Славить Христа на Рождество я, конечно, пойду и без Ваньки – напрошусь в напарники к брату Леньке, но Хутор придется оставить другим ребятишкам, туда нам ходу нет, а ведь именно на Хуторе славильщиков по большей части одаривали не самодельными, ржаными какими-то там кренделями, а фабричными, румяно-белыми, с атласно блестящей корочкой, потому что хуторяне были чуток побогаче других своих односельчан, их не сравнишь с непочетовскими...
Что поделаешь?
От многого приходилось отказываться. От многого такого, что было бесконечно дорого твоему сердцу, что откладывается в памяти на всю жизнь теплыми и светлыми зернами и прорастает, расцветая время от времени на лице такою же теплой и светлой улыбкой даже в минуты совсем не светлые.
6
Что-то неладное заприметил наш мудрый Кот и в классах – они располагались в двух больших комнатах. Иван Павлович и Мария Ивановна ухитрялись укладываться в одну смену, проводя занятия одновременно с двумя классами, меняясь ими в зависимости от расписания уроков: арифметику давал учитель, русский язык – учительница.
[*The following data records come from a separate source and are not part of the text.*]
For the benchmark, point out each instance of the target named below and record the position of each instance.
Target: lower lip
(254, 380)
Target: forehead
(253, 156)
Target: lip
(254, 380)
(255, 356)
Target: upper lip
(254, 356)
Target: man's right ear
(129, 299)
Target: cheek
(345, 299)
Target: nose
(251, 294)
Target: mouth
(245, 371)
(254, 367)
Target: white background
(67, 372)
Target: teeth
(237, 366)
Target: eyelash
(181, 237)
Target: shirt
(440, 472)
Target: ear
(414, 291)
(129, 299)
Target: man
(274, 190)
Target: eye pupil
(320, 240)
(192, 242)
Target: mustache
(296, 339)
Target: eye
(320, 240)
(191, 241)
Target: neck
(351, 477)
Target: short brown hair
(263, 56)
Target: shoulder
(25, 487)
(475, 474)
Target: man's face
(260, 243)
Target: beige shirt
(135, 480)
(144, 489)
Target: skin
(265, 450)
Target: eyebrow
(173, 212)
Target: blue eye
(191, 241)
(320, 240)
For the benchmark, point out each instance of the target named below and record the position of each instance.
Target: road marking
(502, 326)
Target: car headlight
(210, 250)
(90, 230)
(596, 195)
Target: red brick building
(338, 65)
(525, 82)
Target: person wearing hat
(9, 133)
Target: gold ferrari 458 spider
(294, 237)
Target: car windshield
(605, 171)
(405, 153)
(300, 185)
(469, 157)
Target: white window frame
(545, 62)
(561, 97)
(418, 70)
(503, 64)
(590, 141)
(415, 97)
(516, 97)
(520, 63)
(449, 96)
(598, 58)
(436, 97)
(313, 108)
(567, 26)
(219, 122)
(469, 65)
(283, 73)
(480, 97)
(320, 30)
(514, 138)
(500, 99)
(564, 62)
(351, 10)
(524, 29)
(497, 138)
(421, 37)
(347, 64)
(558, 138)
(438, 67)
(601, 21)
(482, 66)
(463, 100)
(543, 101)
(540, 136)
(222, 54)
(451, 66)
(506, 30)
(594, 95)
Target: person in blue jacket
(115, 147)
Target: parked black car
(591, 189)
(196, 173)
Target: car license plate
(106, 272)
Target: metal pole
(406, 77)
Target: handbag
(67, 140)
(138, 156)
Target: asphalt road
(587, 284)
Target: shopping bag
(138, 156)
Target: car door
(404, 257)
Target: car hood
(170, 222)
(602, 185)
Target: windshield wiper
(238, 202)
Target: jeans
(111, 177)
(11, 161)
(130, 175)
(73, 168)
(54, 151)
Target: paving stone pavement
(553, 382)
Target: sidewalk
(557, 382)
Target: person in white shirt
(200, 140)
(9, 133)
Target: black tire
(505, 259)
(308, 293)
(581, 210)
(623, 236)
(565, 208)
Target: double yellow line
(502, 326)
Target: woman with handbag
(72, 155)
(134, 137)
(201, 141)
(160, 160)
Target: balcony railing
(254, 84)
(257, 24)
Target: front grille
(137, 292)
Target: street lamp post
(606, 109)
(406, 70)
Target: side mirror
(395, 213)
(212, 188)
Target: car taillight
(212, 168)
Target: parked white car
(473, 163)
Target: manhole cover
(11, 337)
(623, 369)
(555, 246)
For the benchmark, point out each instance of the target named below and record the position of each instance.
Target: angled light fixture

Неладным же было то, что за многими партами хотя и сидели все те же ученики, но они решительно не были похожи на самих себя вчерашних, тех, что из солидарности со своим соседом готовы были остаться без обеда, стараясь выручить, подсказывали ему отчаянно, а теперь выглядели сущими волчатами, отвернувшими друг от друга злые мордочки.
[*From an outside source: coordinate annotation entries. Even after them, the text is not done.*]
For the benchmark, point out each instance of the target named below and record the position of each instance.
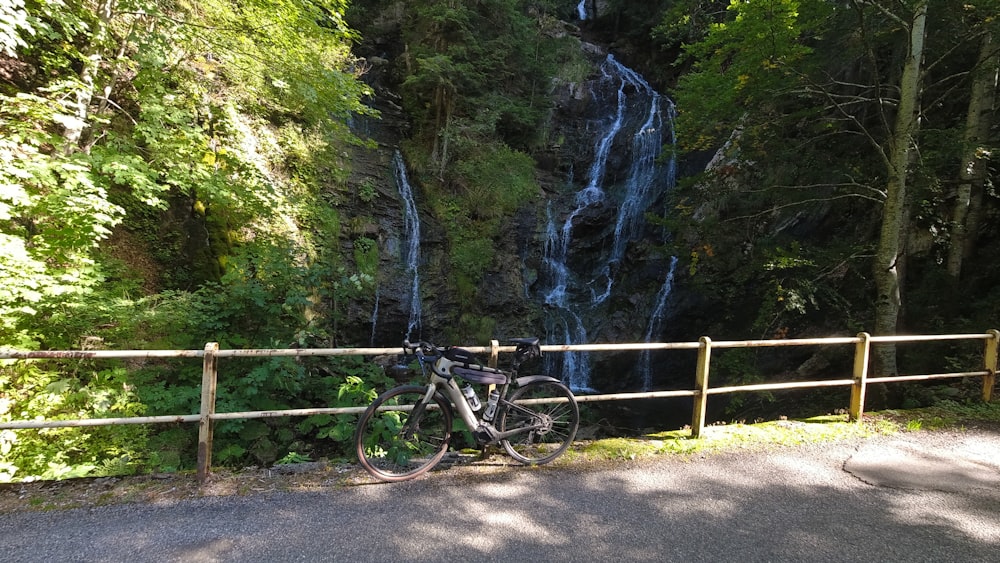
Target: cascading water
(656, 325)
(636, 109)
(371, 342)
(411, 246)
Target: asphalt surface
(925, 496)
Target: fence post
(701, 384)
(209, 379)
(990, 364)
(494, 353)
(862, 350)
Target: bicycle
(406, 430)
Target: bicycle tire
(559, 421)
(391, 446)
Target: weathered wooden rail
(211, 354)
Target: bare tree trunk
(889, 252)
(972, 172)
(73, 128)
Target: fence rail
(211, 354)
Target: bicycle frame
(442, 380)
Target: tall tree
(902, 144)
(972, 173)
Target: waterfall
(411, 246)
(656, 325)
(374, 317)
(646, 143)
(637, 110)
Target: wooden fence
(211, 354)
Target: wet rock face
(511, 295)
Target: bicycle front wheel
(549, 418)
(398, 438)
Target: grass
(721, 437)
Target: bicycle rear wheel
(554, 422)
(396, 441)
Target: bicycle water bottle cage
(481, 374)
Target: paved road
(839, 502)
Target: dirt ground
(172, 487)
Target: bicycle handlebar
(421, 348)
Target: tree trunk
(972, 172)
(73, 128)
(889, 252)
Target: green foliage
(214, 122)
(38, 389)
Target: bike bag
(473, 370)
(481, 374)
(462, 356)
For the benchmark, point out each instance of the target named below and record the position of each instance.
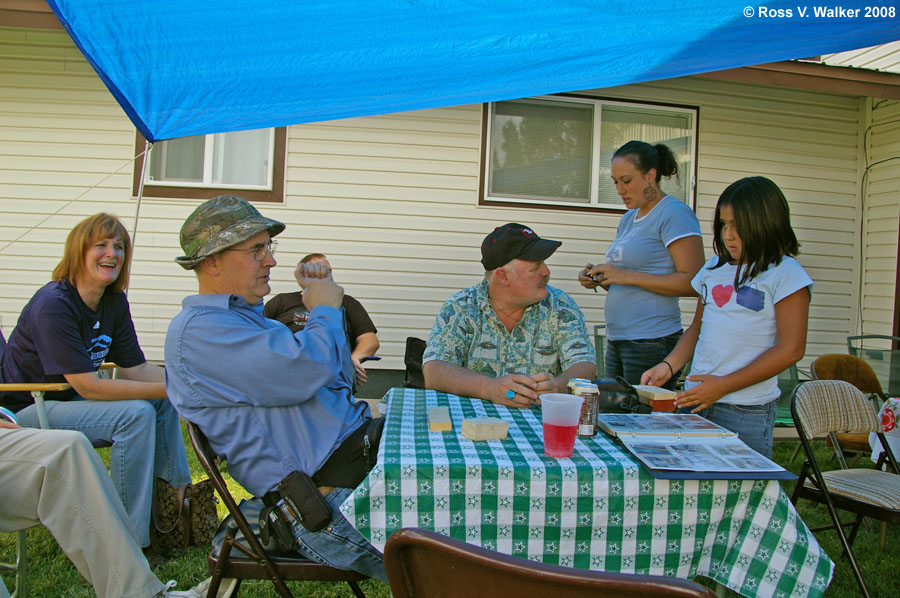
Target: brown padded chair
(422, 563)
(837, 366)
(250, 560)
Иван Павлович, конечно, понял, отчего это происходит, понял и то, что такое положение вещей нельзя считать нормальным, что оно неизбежно отразится на успеваемости учеников отнюдь не в сторону ее повышения, если не принять быстрых и энергичных мер. Он видел, что по-прежнему тихо-мирно было лишь за партами, где сидели мальчики с девочками да мы с Мишей Тверсковым (условившись заранее, я вошел в класс задолго до звонка и угнездился на новом для меня месте).